Even in this copse the forest could be sensed. Midges swirled around in the slender, quivering rays of sunlight. He caught sight of a narrow rivulet brimming with water the color of tea, dizzyingly limpid. Water spiders skated about on its smooth brilliance. He followed its course and after a few steps found the tiny pool of a spring. He knelt down and drank greedily. His thirst quenched, he raised his head and lost his gaze in the transparent depths. Suddenly he noticed his reflection, the face he had not seen for such a long time – this young face turned slightly blue with the shadow of its first beard, the eyebrows bleached by the sun and devastatingly distant, alien eyes.

"It's me" – the words formed slowly in his head – "me, Ivan Demidov…" For a long time he contemplated this somber reflection's features. Then shook himself. It seemed to him that the silence was becoming less dense. Somewhere above him a bird called.

Ivan got up, leaned over again and plunged his flask into the water. "I'll take it to Lagun, he must be baking back there under his gun."


* * *

From the citation drawn up on the orders of the Supreme Soviet of the Soviet Union he was to learn that that day they had "contained the enemy's advance in a direction of vital strategic importance" and had "resisted more than ten attacks by a numerically superior enemy." In this text the names of Stalingrad and the Volga would be mentioned, neither of which they had ever seen.

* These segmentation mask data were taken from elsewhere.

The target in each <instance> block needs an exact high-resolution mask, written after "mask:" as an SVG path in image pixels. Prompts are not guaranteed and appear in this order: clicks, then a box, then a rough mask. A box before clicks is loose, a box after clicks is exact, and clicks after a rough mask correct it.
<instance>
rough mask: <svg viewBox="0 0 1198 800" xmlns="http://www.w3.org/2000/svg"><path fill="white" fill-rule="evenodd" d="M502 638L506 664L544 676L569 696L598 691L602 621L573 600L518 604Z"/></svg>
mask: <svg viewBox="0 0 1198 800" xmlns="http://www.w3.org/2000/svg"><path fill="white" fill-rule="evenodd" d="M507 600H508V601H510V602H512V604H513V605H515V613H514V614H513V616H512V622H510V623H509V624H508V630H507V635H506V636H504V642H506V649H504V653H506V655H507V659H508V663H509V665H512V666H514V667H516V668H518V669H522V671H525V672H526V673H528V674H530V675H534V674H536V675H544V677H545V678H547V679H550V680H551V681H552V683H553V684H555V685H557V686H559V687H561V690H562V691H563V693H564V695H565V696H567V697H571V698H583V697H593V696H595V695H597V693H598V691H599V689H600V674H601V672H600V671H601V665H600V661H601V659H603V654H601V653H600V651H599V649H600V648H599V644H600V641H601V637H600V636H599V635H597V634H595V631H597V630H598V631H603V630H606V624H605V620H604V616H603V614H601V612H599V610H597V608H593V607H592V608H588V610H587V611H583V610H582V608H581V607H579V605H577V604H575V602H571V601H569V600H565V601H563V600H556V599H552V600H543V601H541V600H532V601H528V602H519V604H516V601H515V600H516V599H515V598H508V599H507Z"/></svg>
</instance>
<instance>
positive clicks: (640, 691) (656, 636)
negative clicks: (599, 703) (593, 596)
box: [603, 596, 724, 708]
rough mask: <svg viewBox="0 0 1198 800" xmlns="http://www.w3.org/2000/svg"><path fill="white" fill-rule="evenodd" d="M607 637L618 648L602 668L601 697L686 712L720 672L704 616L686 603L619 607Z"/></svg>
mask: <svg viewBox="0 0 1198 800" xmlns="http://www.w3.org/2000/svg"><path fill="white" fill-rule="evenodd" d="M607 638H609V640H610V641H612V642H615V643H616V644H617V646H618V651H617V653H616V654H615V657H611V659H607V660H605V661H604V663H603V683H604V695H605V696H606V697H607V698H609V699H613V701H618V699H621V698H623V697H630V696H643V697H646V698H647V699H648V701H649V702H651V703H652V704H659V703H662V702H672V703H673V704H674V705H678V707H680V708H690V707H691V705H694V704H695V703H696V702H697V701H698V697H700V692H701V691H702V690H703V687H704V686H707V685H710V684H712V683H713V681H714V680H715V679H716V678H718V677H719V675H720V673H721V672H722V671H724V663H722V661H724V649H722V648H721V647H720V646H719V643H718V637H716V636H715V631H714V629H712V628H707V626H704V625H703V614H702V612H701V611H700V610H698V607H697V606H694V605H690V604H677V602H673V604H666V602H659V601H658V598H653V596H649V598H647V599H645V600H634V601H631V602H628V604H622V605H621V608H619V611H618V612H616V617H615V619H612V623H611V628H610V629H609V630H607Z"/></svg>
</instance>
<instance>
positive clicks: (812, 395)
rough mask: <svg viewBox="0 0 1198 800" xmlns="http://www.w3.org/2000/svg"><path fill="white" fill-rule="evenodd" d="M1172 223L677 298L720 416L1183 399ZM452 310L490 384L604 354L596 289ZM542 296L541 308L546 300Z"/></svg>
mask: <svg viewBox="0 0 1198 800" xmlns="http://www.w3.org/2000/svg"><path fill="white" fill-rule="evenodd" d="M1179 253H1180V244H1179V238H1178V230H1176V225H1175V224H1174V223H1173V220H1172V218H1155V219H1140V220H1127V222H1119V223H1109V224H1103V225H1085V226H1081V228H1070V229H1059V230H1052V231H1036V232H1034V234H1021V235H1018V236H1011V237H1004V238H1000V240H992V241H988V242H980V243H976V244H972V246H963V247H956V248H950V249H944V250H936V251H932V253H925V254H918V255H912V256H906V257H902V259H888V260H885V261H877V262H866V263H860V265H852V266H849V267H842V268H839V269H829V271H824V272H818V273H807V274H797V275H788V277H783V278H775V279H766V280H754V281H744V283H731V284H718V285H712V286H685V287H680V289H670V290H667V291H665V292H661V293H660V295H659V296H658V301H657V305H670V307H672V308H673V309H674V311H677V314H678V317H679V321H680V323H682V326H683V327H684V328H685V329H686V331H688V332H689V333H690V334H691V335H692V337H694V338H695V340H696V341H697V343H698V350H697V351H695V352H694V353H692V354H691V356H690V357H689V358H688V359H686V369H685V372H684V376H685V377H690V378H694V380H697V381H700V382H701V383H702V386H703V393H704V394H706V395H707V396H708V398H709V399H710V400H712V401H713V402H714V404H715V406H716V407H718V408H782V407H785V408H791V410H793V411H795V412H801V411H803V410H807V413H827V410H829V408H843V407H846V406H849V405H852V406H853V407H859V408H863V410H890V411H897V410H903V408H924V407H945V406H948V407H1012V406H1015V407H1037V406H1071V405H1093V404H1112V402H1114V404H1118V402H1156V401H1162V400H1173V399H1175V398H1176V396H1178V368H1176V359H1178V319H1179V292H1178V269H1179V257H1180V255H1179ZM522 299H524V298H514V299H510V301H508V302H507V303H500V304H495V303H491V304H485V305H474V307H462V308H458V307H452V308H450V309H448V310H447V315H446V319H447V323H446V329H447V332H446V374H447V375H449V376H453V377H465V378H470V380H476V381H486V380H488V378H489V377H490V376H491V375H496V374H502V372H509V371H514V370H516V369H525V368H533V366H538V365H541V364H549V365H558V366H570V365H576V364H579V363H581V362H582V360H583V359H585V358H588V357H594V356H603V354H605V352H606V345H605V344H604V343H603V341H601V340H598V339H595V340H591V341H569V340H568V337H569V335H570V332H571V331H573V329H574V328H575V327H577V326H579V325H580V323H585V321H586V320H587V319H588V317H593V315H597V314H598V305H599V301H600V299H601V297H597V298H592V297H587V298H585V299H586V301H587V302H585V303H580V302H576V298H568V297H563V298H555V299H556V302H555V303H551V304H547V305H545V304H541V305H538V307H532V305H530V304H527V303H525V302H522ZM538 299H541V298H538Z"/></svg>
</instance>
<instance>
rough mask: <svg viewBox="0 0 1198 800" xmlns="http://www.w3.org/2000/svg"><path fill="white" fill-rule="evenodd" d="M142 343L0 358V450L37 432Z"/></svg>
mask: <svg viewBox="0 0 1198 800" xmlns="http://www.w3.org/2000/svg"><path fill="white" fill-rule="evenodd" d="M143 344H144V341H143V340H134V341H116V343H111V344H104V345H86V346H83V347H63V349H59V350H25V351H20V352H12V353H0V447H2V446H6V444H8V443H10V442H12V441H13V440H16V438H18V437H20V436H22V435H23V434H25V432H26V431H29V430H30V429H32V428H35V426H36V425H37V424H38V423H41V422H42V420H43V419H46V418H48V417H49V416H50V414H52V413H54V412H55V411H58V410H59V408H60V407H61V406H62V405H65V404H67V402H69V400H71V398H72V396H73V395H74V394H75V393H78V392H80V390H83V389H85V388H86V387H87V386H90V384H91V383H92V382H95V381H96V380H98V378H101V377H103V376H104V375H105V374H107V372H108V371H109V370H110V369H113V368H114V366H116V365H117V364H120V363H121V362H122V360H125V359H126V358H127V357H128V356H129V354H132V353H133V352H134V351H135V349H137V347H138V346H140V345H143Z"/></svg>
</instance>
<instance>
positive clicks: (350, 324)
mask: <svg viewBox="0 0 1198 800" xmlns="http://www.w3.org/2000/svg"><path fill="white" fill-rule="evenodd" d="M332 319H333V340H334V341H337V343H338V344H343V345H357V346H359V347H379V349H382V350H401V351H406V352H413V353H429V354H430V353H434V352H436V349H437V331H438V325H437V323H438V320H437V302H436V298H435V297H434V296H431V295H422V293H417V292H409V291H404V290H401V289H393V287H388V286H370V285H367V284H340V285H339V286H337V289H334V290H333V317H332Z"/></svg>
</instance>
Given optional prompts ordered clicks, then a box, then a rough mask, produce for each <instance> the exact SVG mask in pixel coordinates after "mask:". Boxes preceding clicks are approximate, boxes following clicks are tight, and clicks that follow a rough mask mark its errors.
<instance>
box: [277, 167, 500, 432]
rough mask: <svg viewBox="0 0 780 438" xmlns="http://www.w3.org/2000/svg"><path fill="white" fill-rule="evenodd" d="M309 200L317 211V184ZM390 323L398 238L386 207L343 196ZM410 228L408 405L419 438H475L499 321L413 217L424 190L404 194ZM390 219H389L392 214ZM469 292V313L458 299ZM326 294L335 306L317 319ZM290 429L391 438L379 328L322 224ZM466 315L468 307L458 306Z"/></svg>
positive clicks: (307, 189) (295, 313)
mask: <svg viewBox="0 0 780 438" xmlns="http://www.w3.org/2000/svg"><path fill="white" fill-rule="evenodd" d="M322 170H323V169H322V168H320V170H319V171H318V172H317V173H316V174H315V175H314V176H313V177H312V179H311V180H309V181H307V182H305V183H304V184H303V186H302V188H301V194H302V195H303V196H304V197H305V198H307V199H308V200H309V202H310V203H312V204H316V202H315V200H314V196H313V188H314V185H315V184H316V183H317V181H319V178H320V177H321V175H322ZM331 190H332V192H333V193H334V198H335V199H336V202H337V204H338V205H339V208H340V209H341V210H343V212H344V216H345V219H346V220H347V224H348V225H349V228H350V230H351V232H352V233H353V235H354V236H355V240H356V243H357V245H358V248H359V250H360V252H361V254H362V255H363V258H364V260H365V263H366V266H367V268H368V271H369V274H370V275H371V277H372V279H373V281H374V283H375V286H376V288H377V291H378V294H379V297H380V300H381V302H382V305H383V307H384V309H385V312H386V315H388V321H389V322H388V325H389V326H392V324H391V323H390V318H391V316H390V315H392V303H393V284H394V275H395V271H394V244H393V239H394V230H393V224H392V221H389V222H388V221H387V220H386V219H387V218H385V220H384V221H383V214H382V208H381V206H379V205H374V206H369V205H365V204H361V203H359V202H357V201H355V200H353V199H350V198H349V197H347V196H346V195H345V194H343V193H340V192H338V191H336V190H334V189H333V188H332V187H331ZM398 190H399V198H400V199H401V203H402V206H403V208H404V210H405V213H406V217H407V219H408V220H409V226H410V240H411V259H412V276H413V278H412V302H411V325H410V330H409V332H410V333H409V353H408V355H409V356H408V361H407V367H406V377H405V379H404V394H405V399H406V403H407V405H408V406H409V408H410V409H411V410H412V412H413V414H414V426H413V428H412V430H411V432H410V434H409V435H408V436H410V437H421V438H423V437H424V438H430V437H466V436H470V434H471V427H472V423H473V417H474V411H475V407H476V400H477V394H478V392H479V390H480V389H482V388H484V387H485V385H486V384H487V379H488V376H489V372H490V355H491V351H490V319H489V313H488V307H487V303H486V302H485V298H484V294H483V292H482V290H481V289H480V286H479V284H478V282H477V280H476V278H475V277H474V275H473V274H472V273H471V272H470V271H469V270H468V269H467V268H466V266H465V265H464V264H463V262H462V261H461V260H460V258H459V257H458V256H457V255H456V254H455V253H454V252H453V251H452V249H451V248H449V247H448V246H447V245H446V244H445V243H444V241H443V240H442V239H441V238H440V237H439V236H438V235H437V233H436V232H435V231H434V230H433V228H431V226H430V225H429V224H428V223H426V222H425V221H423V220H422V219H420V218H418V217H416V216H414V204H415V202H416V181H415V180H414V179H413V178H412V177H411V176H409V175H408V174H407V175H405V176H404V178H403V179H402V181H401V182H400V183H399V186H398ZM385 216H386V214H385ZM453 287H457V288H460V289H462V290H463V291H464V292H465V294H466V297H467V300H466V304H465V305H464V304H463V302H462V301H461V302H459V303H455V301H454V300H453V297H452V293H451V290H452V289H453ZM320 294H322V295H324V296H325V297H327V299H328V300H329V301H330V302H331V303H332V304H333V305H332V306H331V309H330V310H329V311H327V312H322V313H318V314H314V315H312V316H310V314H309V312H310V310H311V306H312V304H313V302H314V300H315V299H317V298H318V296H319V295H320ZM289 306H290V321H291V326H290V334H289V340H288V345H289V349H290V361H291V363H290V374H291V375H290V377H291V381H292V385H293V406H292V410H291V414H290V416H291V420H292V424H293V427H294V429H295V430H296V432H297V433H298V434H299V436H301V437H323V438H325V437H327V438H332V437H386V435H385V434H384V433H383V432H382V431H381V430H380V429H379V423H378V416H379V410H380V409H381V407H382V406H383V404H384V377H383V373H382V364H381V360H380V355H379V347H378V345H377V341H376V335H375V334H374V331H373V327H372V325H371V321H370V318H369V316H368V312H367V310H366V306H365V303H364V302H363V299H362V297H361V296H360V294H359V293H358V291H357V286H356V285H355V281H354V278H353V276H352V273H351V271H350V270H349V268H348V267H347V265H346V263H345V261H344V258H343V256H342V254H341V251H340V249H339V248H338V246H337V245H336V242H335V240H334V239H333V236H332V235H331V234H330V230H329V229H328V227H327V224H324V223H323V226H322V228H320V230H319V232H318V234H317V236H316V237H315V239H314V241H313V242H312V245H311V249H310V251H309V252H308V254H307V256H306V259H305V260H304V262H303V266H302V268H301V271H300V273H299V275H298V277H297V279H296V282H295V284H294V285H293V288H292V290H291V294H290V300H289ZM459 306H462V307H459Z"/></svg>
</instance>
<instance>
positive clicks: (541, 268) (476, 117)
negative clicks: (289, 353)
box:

And how little these words would reflect what they had lived through and experienced! There would be no mention here of Mikhalych and his gasp of pain, nor of Seryozha in his blackened and reddened battle dress, nor of smoking tanks amid trees stripped bare and drenched in blood.

There would be no mention, either, of the little pool of fresh water in the wood reawakening to all the sounds of summer.